Ionic conductive hydrogels (ICHs)
have attracted extensive attention
in the field of flexible wearable electronic sensors as a result of
softness, biocompatibility, self-healing ability, mechanical elasticity,
and high-sensitivity conductivity. However, the existing preparation
process of ICHs is mostly complicated, and the use of nonrenewable
raw materials might be unfavorable for the recycling of ICHs. Therefore,
taking into account extensibility, ion conductivity, self-healing,
and adhesion, how to prepare ICHs with excellent recyclability by
a simple and practicable method remains a great challenge. In this
work, poly(α-lipoic acid) (PLA), Fe3+, sodium alginate
(SA), and 1-ethyl-3-methylimidazolium ethyl sulfate ([EMI][ES])
are used to achieve the above functions of ICHs.

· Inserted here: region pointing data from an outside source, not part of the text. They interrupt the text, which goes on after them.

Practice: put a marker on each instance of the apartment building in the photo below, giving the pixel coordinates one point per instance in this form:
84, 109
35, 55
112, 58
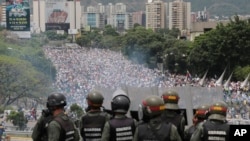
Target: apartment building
180, 15
156, 14
56, 14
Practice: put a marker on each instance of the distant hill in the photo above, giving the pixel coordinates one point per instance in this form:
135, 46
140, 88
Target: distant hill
215, 7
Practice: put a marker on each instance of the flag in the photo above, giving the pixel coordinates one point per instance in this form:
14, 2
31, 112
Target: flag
219, 81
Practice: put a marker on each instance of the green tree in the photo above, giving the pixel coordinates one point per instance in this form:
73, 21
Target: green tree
18, 119
109, 30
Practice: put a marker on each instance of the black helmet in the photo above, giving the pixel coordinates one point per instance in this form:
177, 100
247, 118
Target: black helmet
95, 99
56, 99
218, 111
202, 111
171, 99
152, 106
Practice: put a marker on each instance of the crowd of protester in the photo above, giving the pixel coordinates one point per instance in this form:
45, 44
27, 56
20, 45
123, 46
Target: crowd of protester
79, 70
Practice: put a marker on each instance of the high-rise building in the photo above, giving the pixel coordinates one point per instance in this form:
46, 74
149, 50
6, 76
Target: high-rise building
139, 18
180, 15
56, 15
156, 14
3, 14
118, 17
94, 16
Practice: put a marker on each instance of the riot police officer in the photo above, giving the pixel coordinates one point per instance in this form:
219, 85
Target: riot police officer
59, 127
92, 123
172, 113
120, 126
201, 114
153, 128
216, 127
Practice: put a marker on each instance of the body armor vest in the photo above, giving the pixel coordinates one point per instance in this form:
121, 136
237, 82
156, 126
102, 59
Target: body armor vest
175, 121
93, 127
216, 131
190, 132
122, 129
147, 134
67, 132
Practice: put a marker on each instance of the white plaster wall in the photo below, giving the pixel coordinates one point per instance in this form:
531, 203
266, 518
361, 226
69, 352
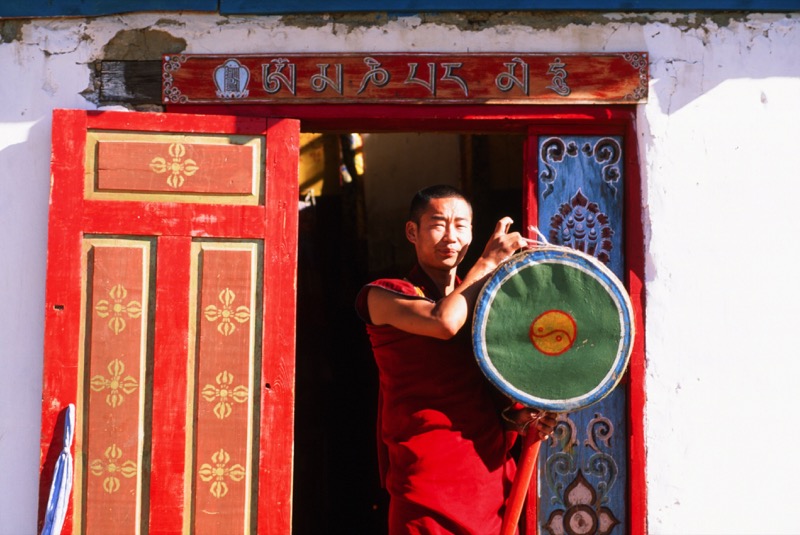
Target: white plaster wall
718, 145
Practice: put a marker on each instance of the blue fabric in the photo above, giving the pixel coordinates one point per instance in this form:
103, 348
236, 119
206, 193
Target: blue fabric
62, 480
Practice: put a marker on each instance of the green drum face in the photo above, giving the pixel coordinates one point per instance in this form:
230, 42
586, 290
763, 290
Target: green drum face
553, 329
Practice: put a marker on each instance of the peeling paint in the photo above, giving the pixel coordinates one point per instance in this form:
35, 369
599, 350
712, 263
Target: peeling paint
11, 30
142, 44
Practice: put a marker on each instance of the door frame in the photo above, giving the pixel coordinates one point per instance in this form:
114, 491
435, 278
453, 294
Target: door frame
519, 118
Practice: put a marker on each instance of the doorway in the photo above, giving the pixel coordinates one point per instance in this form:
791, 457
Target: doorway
355, 191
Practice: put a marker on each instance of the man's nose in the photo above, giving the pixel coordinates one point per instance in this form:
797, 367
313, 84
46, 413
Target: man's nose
450, 233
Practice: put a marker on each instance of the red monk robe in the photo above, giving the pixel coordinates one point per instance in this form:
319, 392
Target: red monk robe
442, 448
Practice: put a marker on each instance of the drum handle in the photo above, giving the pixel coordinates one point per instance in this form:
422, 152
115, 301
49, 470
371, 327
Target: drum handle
541, 236
522, 480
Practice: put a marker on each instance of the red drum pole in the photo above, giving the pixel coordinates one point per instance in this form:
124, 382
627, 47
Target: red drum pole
519, 488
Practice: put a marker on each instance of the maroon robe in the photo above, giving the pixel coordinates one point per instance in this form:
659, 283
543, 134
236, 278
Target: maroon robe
442, 448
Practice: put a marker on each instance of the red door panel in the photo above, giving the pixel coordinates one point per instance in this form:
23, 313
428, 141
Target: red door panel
170, 320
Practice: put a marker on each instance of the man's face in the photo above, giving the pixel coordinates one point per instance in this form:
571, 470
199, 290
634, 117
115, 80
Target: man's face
443, 234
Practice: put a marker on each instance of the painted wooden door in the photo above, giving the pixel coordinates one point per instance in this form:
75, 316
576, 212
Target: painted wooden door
170, 315
578, 199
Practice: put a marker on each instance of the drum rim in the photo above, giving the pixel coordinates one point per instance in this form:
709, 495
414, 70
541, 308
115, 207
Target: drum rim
554, 254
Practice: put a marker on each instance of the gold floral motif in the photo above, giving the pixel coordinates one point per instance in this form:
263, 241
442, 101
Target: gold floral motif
176, 168
113, 468
226, 314
225, 394
218, 471
116, 308
115, 383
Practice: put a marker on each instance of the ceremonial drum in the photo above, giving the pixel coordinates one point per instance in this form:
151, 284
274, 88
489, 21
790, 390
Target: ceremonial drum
553, 329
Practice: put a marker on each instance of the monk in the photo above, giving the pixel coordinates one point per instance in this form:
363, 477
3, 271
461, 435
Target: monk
444, 432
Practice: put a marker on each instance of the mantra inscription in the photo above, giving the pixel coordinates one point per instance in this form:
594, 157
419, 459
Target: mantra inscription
419, 78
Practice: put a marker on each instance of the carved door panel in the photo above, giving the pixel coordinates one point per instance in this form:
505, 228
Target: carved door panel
170, 320
579, 203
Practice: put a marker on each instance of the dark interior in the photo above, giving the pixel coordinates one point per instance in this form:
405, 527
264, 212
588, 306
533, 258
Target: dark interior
336, 483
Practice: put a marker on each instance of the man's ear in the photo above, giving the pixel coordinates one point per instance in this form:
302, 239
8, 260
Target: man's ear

Because of the reversibility
of dynamic interactions (including metal coordination bonds, ionic
bonds, hydrogen bonds, and electrostatic interactions), the prepared
ICHs have remarkable stretchability (2000%), self-healing property
(96.37% efficiency), and adhesiveness. In addition, the conductivity
sensitivity (GF) of the ICH can reach 1.31, and the response time
can improve to 205 ms. As a flexible wearable electronic sensor, it
can monitor and distinguish large-scale human movements and subtle
physiological activities. Moreover, the ICH can be completely recovered
and reused through simply dissolving with water and solvent evaporation
without a significant loss of original functions. This ionic conductive
hydrogel with synergistic functions is expected to provide a way for
people to develop ideal green flexible wearable electronic sensors.